Drahakar
Drahakar

Reputation: 6078

Using System.Net.Socket, how can we know when the remote socket is closed?

Ok so here is how things are going:

[Server] Start
[Server] Socket.AcceptConnection
[Client] Start
[Client] Socket.Connect 
[Server] Receive //blocking
[Client] Send
[Server] Print
[Server] Receive
[Client] Close socket

Is there any way to know when the client as closed the connection? I am currently using the fake packet trick as described on MSDN where on a separate thread I do a

[Server] socket.Send(byte[], 0,0);

And I check if it throw any error but it does not, even if the client as closed the socket.

P.S. I am actualy thinking, might it be a problem if I have a socket on the server side (TCP) and a TcpClient on the client side?

Thank you.

Upvotes: 2

Views: 3392

Answers (3)

coderec
coderec

Reputation: 1

bool part1 = s.Poll(1000, SelectMode.SelectRead);
bool part2 = (s.Available == 0);
if (part1 & part2)
{//connection is closed
}

Upvotes: 0

Jon Skeet
Jon Skeet

Reputation: 1499770

According to the docs for Socket.Connected:

The value of the Connected property reflects the state of the connection as of the most recent operation. If you need to determine the current state of the connection, make a nonblocking, zero-byte Send call. If the call returns successfully or throws a WAEWOULDBLOCK error code (10035), then the socket is still connected; otherwise, the socket is no longer connected.
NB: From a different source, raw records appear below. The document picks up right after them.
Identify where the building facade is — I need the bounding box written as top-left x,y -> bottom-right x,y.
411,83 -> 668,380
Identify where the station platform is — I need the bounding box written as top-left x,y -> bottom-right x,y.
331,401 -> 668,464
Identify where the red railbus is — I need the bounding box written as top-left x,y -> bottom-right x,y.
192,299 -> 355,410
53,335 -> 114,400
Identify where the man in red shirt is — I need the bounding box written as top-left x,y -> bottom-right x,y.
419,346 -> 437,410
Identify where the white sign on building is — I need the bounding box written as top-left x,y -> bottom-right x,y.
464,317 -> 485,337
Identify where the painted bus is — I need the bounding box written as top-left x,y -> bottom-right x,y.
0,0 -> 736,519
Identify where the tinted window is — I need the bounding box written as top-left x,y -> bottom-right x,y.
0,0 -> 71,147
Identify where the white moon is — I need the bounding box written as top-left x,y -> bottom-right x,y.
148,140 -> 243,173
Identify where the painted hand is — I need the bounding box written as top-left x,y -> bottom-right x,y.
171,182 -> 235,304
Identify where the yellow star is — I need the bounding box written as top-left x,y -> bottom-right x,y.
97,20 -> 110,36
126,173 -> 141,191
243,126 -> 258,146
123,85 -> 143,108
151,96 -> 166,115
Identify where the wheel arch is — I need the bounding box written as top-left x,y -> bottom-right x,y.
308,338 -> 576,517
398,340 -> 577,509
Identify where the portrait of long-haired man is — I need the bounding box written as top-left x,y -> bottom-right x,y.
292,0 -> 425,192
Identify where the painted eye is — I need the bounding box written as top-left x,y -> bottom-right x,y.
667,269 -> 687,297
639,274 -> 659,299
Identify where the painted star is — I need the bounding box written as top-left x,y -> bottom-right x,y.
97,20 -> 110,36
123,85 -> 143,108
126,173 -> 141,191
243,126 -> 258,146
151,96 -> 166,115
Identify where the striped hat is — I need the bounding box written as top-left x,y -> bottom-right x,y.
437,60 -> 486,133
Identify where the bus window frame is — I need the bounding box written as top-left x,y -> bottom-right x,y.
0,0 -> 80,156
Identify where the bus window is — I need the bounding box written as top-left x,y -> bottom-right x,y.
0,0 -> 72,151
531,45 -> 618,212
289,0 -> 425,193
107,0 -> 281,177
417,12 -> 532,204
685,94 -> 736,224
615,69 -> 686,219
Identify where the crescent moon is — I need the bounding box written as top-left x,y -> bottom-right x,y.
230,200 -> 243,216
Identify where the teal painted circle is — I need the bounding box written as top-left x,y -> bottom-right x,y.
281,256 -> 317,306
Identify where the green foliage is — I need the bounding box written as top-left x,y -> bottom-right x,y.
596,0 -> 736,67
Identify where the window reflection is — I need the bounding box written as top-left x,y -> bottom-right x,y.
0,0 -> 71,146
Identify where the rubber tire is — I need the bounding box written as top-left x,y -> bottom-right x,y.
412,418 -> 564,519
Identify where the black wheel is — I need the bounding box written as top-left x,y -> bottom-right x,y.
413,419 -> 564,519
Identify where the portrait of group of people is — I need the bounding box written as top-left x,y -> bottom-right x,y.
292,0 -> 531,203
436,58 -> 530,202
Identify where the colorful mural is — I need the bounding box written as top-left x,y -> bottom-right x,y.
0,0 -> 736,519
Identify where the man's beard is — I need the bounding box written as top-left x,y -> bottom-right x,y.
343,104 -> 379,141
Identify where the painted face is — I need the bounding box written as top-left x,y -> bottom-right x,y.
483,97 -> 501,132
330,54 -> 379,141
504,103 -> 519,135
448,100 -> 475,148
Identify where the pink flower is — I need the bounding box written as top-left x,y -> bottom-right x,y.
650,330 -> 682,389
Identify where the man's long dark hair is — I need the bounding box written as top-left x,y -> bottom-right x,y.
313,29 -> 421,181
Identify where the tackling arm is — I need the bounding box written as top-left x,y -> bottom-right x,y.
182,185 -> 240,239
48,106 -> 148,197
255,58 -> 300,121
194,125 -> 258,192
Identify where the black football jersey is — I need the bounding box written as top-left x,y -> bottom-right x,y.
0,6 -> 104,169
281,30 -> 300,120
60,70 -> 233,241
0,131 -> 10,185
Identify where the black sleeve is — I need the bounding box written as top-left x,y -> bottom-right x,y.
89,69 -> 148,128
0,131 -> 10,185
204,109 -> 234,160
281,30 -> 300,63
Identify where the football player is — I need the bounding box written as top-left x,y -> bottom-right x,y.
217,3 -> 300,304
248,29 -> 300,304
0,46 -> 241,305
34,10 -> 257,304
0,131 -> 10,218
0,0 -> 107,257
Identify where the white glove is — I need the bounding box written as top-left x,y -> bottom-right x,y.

Note that your current call is a blocking call as far as I can see - you need to make a nonblocking call according to that documentation.

Upvotes: 5

Nikolai Fetissov
Nikolai Fetissov

Reputation: 84151

TCP connection should return 0, i.e. EOF, on a read from socket on which FIN has been received, but you'd be much better off designing your protocol so parties tell each other when it's time to disconnect/close the socket. Also playing with the same socket from multiple threads will bite you - avoid it.